On September 7, Jennifer Rick went to Park Bank to borrow $3,200 at 11 2/3% interest. Jennifer plans to repay the loan on January 5. Assume the loan is on ordinary interest (ordinary interest uses 360 days a year).

Solving for:
1. interest Jennifer will owe on January 5
2. the total amount Jennifer must repay at maturity.
My calculations have given me answers of
1. $124.44 interest ($3200)(11 2/3%)(120/360)
2. $3,324.44 maturity value on Jan 5th

The website the problems are on indicates they are incorrect answers. So I am stuck.
I appreciate any insight I can get.
Thank you!

1. I = Po*r*t,

I=3200*(35/3)%/100%)*(118/360)=$122.37.

2. Pt = 3200 + 122.37 = $332237.

I would use 120 days if the maturty date had been Jan. 7th.

To solve this problem, we need to use the formula for calculating simple interest:

Interest = Principal * Rate * Time

1. To find the interest Jennifer will owe on January 5, we first need to calculate the time in years. The loan is for 120 days, so we divide it by 360 (since ordinary interest uses 360 days a year):

Time = 120 / 360 = 1/3 years

Now we can calculate the interest:

Interest = $3,200 * 11 2/3% * 1/3 = ($3,200 * (35/3) / 100) * 1/3 ≈ $411.11

Therefore, the correct answer for the interest Jennifer will owe on January 5 is approximately $411.11, not $124.44 as you calculated.

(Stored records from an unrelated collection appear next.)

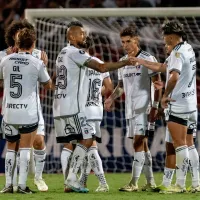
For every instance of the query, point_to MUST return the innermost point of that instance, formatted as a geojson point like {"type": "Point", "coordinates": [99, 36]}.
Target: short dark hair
{"type": "Point", "coordinates": [13, 28]}
{"type": "Point", "coordinates": [129, 31]}
{"type": "Point", "coordinates": [26, 38]}
{"type": "Point", "coordinates": [173, 27]}
{"type": "Point", "coordinates": [88, 42]}
{"type": "Point", "coordinates": [75, 23]}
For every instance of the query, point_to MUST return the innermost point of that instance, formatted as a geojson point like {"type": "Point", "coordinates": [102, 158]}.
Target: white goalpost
{"type": "Point", "coordinates": [104, 26]}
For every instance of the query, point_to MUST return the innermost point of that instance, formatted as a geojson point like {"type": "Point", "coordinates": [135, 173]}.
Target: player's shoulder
{"type": "Point", "coordinates": [97, 59]}
{"type": "Point", "coordinates": [123, 58]}
{"type": "Point", "coordinates": [2, 54]}
{"type": "Point", "coordinates": [146, 56]}
{"type": "Point", "coordinates": [36, 53]}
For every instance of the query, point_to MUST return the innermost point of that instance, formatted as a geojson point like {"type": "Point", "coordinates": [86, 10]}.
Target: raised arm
{"type": "Point", "coordinates": [107, 66]}
{"type": "Point", "coordinates": [154, 66]}
{"type": "Point", "coordinates": [118, 91]}
{"type": "Point", "coordinates": [107, 88]}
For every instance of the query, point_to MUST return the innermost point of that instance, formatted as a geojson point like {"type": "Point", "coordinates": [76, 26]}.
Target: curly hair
{"type": "Point", "coordinates": [131, 31]}
{"type": "Point", "coordinates": [13, 28]}
{"type": "Point", "coordinates": [173, 27]}
{"type": "Point", "coordinates": [75, 23]}
{"type": "Point", "coordinates": [26, 38]}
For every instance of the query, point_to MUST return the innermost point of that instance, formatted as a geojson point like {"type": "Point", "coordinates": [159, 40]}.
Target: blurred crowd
{"type": "Point", "coordinates": [14, 9]}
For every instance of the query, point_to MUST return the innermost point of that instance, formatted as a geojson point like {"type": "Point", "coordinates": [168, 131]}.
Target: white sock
{"type": "Point", "coordinates": [65, 161]}
{"type": "Point", "coordinates": [85, 171]}
{"type": "Point", "coordinates": [137, 166]}
{"type": "Point", "coordinates": [9, 166]}
{"type": "Point", "coordinates": [182, 157]}
{"type": "Point", "coordinates": [168, 176]}
{"type": "Point", "coordinates": [194, 165]}
{"type": "Point", "coordinates": [24, 166]}
{"type": "Point", "coordinates": [39, 157]}
{"type": "Point", "coordinates": [96, 164]}
{"type": "Point", "coordinates": [76, 161]}
{"type": "Point", "coordinates": [148, 171]}
{"type": "Point", "coordinates": [16, 170]}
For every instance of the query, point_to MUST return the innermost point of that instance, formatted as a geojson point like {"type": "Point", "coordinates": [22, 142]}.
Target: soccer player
{"type": "Point", "coordinates": [135, 81]}
{"type": "Point", "coordinates": [20, 72]}
{"type": "Point", "coordinates": [179, 99]}
{"type": "Point", "coordinates": [94, 114]}
{"type": "Point", "coordinates": [170, 161]}
{"type": "Point", "coordinates": [71, 95]}
{"type": "Point", "coordinates": [38, 144]}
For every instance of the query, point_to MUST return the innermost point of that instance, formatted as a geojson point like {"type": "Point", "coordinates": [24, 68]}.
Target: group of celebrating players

2. To find the total amount Jennifer must repay at maturity, we add the interest to the principal:

Total amount = Principal + Interest = $3,200 + $411.11 = $3,611.11

Therefore, the correct answer for the total amount Jennifer must repay at maturity is approximately $3,611.11, not $3,324.44 as you calculated.

I hope this helps clarify the correct answers for you. Let me know if you have any further questions!